I totalitaristi ci passano accanto mentre noi siamo al bar, perennemente ci sfuggiamo a vicenda. Viviamo su piani paralleli raramente intersecanti, e solo quando ritroviamo quel vecchio compagno di scuola sentiamo veramente cosa bolle nella pancia di questo mondo così prossimo e remoto. Per il resto ci sfioriamo e basta. E oggi, anche qui, anzi ovunque in Veneto, quella temperie è molto di più di una maggioranza assoluta, è un caos che alza la sua voce confusa. Non è una classe composta da poveri o emarginati, da soli sfruttati o sfruttatori, di arricchiti o retrocessi nella scala sociale; esprime piuttosto un'ampia zona di smarrimento del sé nella confusione del contemporaneo, un luogo politico che traccia la via d'uscita dal caos in una delega totale, biopolitica, ad un leader. Tutti gli ambiti biopolitici ne escono completamente colonizzabili e lo stesso discorso sul virus, irrisolto e bipolare, ne diviene così amplificatore e potente cavallo di troia mentale. Quello che è successo domenica 20 e lunedì 21 settembre non può più essere letto con la focale corta delle amministrazioni. Quel 92%, quel 76%, quel 54% sono segnali di una mentalità ormai innestata nel tessuto sociale. Questa mentalità potrà certo cercare altri interpreti, magari anche di colore politico opposto (pensiamo a De Luca in Campania), ma li cercherà ormai nel medesimo terreno paludoso, lungo quella dorsale inaccettabile, precostituzionale, totalitaria.

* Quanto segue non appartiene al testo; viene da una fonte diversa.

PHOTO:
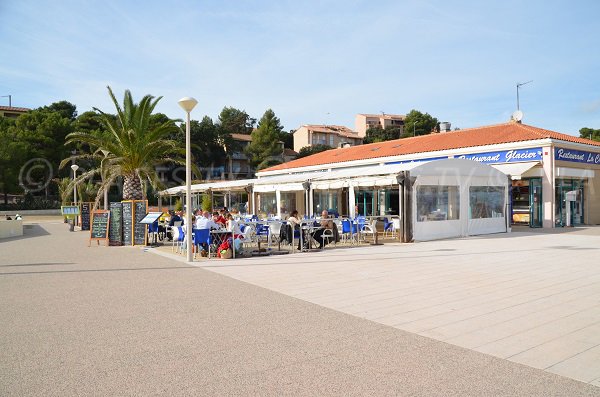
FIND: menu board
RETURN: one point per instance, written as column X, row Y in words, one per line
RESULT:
column 85, row 216
column 139, row 229
column 99, row 225
column 127, row 222
column 115, row 230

Dovremo perciò ripartire dai fondamentali, da quei luoghi di formazione e tenuta che Gramsci chiamava con gergo militaresco "le casematte", in ritrovati luoghi di popolo, facendo spazio nei quartieri al pensiero razionale, per quanto riduttivo questo programma di minima possa sembrare. Perché ritrovarci piuttosto in circoli dalle litanie auto rassicuranti non serve più a nulla, se mai è servito a qualcosa. Dobbiamo riconquistare il discorso pubblico con chiavi utili a dipanarne il caos, a ricomporre questa separatezza, a prepararsi al lungo periodo. E si, dobbiamo anche studiare il vecchio ciclo dei totalitarismi in cui siamo nuovamente immersi per l'ennesimo ricorso della storia.